Why would a network executive think a show like that is a good idea? Why would anyone want to watch that show?
Has our society sunk to such a low that we’re reduced to reveling in the misery of others for our entertainment? It seems this trend of reality television has found a new low in the race to find the lowest common denominator.
There are a handful of reality shows that are family friendly, but if you watch “Duck Dynasty” with your kids because there’s no swearing, no innuendo and no … ahem … activities shown on screen with the aid of night-vision cameras, you’re constantly hammered by advertisements for “Panic 911.” When a 7-year-old television junkie sees that commercial, looks up at you and asks why someone would want to watch that, I’d say that’s a pretty good hint that the show goes over the line.
The adventures of the Robertson clan that made a fortune on handmade duck calls might not be for everyone, but the show centers around the closeness of the family.

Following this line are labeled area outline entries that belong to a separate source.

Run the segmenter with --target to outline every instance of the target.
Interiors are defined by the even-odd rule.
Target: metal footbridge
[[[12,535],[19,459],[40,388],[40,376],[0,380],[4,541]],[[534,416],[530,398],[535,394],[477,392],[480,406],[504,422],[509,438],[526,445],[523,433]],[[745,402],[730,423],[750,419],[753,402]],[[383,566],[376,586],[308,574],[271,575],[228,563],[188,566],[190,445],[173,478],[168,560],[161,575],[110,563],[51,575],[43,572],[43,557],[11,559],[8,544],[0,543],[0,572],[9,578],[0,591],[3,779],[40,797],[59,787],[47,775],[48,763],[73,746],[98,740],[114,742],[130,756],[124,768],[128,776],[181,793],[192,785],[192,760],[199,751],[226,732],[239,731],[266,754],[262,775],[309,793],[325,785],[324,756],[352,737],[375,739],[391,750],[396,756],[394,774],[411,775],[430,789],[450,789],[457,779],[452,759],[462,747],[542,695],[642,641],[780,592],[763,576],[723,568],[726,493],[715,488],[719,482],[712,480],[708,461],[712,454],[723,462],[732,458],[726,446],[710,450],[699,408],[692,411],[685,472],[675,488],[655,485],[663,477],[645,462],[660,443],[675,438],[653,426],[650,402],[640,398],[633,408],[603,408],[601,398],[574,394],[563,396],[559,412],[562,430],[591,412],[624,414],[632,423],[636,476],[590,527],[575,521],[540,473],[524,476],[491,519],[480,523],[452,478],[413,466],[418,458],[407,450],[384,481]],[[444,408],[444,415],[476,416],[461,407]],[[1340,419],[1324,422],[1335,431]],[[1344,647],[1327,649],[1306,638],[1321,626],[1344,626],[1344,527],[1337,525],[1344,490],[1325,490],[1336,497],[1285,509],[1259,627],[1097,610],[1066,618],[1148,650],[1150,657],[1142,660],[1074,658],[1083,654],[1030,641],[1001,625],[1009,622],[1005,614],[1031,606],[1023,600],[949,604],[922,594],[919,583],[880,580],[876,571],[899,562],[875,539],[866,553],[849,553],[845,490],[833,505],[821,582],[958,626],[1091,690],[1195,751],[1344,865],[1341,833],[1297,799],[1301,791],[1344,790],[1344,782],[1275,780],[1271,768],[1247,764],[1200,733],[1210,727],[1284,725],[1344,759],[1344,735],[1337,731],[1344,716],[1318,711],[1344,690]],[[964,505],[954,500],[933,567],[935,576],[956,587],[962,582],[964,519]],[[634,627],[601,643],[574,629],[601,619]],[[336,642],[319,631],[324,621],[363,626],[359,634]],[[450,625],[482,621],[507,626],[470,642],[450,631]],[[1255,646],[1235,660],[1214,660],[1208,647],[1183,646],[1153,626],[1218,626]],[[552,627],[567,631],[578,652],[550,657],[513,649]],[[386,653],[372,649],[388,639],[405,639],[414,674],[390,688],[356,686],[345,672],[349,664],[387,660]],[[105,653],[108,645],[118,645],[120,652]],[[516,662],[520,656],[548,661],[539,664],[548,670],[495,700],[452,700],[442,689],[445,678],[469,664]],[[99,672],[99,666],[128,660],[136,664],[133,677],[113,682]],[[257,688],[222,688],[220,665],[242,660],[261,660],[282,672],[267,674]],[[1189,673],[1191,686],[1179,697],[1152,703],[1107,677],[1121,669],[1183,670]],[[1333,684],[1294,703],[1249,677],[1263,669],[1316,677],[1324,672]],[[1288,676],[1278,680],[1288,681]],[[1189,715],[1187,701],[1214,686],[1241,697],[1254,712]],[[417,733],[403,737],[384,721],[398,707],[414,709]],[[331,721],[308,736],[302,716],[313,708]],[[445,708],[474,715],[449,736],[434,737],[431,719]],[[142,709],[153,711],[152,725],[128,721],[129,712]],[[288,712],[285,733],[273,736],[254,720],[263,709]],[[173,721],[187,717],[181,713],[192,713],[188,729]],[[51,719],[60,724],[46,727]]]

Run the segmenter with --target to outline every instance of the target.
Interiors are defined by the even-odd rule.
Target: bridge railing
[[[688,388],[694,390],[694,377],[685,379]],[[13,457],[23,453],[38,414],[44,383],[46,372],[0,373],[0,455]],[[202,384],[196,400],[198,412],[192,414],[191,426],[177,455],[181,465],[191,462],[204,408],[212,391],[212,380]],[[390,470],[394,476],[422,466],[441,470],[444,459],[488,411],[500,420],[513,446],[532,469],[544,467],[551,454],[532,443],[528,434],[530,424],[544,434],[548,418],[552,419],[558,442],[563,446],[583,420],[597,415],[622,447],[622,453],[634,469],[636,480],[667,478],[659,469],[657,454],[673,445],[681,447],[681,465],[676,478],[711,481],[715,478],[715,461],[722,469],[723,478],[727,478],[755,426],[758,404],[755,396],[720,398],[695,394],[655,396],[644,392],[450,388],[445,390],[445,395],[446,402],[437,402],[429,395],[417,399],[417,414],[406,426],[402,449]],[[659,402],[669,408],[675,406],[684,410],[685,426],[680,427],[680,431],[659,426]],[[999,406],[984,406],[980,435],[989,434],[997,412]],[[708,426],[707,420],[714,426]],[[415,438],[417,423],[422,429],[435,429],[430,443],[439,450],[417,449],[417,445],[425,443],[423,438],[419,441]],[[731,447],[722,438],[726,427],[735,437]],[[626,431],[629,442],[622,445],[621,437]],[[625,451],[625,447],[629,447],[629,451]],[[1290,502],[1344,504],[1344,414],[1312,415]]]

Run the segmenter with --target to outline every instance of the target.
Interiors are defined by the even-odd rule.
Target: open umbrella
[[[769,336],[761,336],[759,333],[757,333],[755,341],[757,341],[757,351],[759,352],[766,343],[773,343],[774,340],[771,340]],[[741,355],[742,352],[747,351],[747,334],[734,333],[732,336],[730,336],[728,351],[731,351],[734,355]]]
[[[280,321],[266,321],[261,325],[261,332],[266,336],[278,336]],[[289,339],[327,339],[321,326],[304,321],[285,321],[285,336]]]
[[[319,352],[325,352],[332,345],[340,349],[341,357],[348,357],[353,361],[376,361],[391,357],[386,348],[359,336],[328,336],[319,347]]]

They work together, they go into the swamp to run crawfish traps together, and every show ends with the entire family seated around the dinner table and the patriarch offering his thanks for the good fortune and the good food. But hey, look here, shows like that are few and far between.
Too many of them are centered around a house full of self-centered people who only care about the next party, the next bottle, the next way to stab a roommate in the back and the next round of adult activities, perhaps with someone they don’t even know.
As Phil Robertson says, I’d much rather my kids be happy, happy, happy than crabby, crabby, crabby, and I’d much rather them follow the example of people like the Robertsons than Snooki.
If we’re stuck with reality TV, I’d much rather watch the misadventures of a bunch of swamp-loving rednecks out to have a good time and have some laughs than be dragged down by hearing people begging for help when someone has a gun on them or they’re inside a car rapidly filling with water.
Isn’t life already hard enough without partaking in someone else’s misery?